Il mio cane non è come gli altri cani. Lui non fa le cose che i cani fanno di solito, come fare la pipì sui lampioni, o grattarsi le orecchie, o bere l'acqua del water. Se gli getto un bastone, mi guarda come se fossi matta. Così vado a prenderlo io. Il mio cane ama la musica e i chiari di luna e gli piace camminare sulla punta delle zampe. Il fatto è che il mio cane non crede di essere un cane...Lui crede di essere una ballerina.

Una bambina e il proprio cane. Un cane, però, diverso dagli altri perché nutre una passione per la danza classica. La bambina lo sa e volentieri ne asseconderebbe le attitudini. Infatti se lo vorrebbe portare dietro alle sue lezioni sulle punte, ma si sa, i cani non ballano! Quindi il cane resta a casa, immalinconito nella sua cuccia. O così parrebbe... 

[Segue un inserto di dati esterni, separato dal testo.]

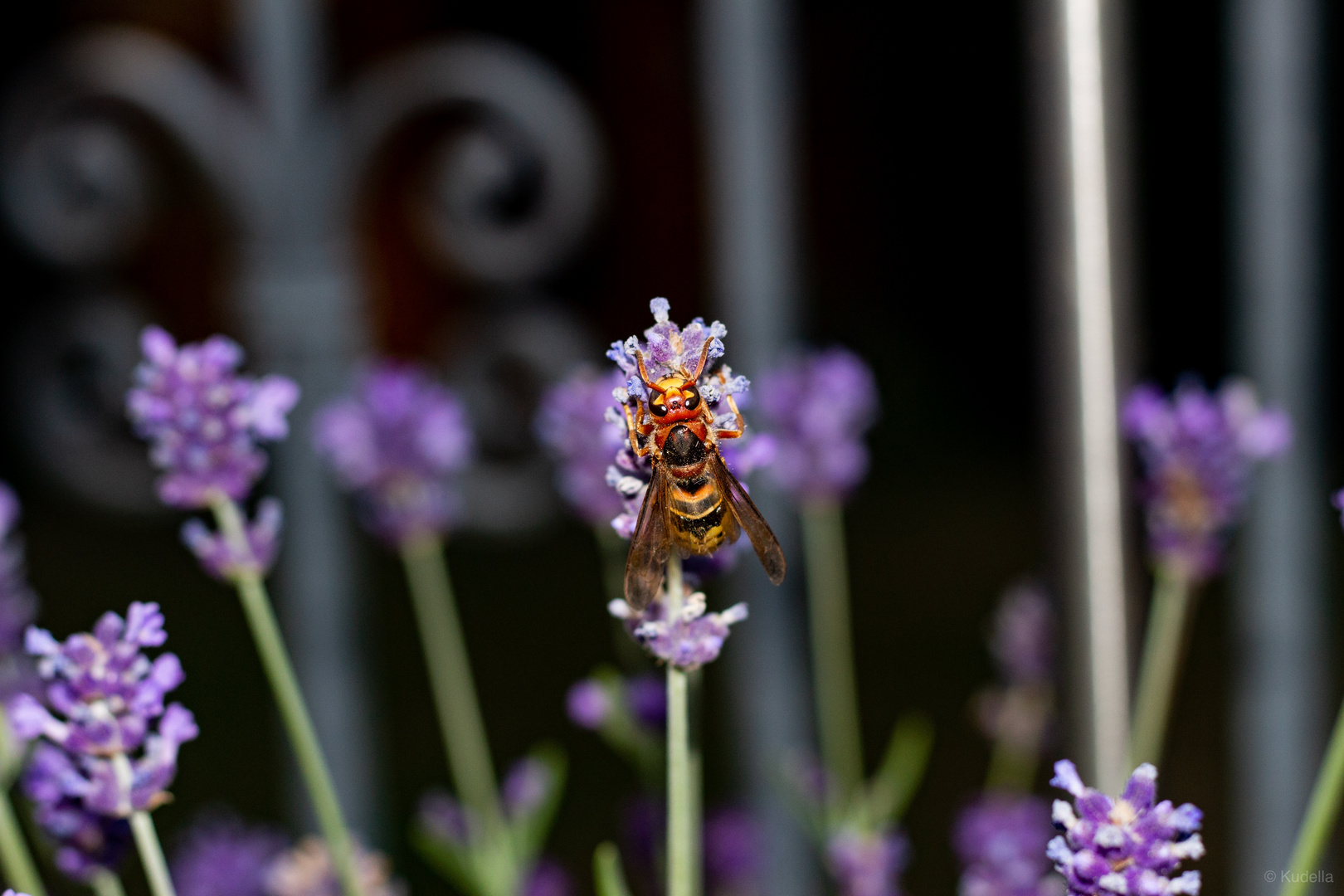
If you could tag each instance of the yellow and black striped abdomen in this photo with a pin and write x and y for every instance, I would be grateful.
(696, 511)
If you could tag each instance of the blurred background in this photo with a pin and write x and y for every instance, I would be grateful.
(499, 188)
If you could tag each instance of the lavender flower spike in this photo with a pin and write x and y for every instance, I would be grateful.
(203, 419)
(867, 864)
(85, 843)
(1001, 844)
(1198, 451)
(104, 698)
(307, 871)
(819, 410)
(581, 423)
(397, 442)
(225, 857)
(1124, 846)
(687, 642)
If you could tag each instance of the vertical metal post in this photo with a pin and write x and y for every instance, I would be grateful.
(747, 100)
(299, 295)
(1276, 84)
(1070, 47)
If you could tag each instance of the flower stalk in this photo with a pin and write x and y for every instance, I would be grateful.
(450, 677)
(290, 699)
(1164, 646)
(1322, 813)
(680, 785)
(832, 644)
(147, 839)
(19, 868)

Lo stesso accade quando la bambina si reca a teatro per il balletto Excelsior. Vorrebbe il cagnetto con sè perché sa quanto anche per lui lo spettacolo sarebbe interessante e godibile. Ma si sa, i cani non ballano! E quindi c'è di nuovo la cuccia ad attenderlo. O così parrebbe...Ma fortuna o sfortuna vuole che l'Etoile inciampi sul più bello facendo un gran ruzzolone nella bocca del trombone. Quale occasione migliore per un cane di mostrare il proprio talento?
Questa è la storia di una passione. Una passione insolita, ma forte e irrefrenabile. Una passione cui nessuno pare credere. Perché si sa: i cani non ballano! Solo la piccola padrona asseconda le aspirazioni del proprio cane. Ai suoi occhi non esistono limiti o convenzioni che possano impedire a chiunque di veder realizzato il proprio sogno. Se un cane vuol diventare ballerina, che male c'è? D'altronde non è nemmeno il primo caso se si pensa all'esilarante e famelico lupo in cerca di maiali disegnato magistralmente da Maurice Sendak (James Marshall, Maurice Sendak, Lupo ballerino, Babalibri 2001).


Lupo che, per seguire le orme dei suini, finisce in un teatro dove ha luogo il Lago dei suini, messo in scena dalla compagnia del Porscioi. Qui, rapito dall'arte tersicorea, si dimentica il suo obiettivo principale che era quello di mangiarsi un bel cosciotto. Scopre invece che danzare sulle punte è la sua vera vocazione. D'altronde è storia nota che i grandi amori tolgono l'appetito!!

Carla

Di questo libro mi è piaciuta la storia, molto meno le illustrazioni. Andata nel sito di Sara Ogilvie, illustratrice scozzese, ho visto invece cose molto più convincenti, quali My mother is a troll, Sea say so e il polveroso Carpet Curiosities.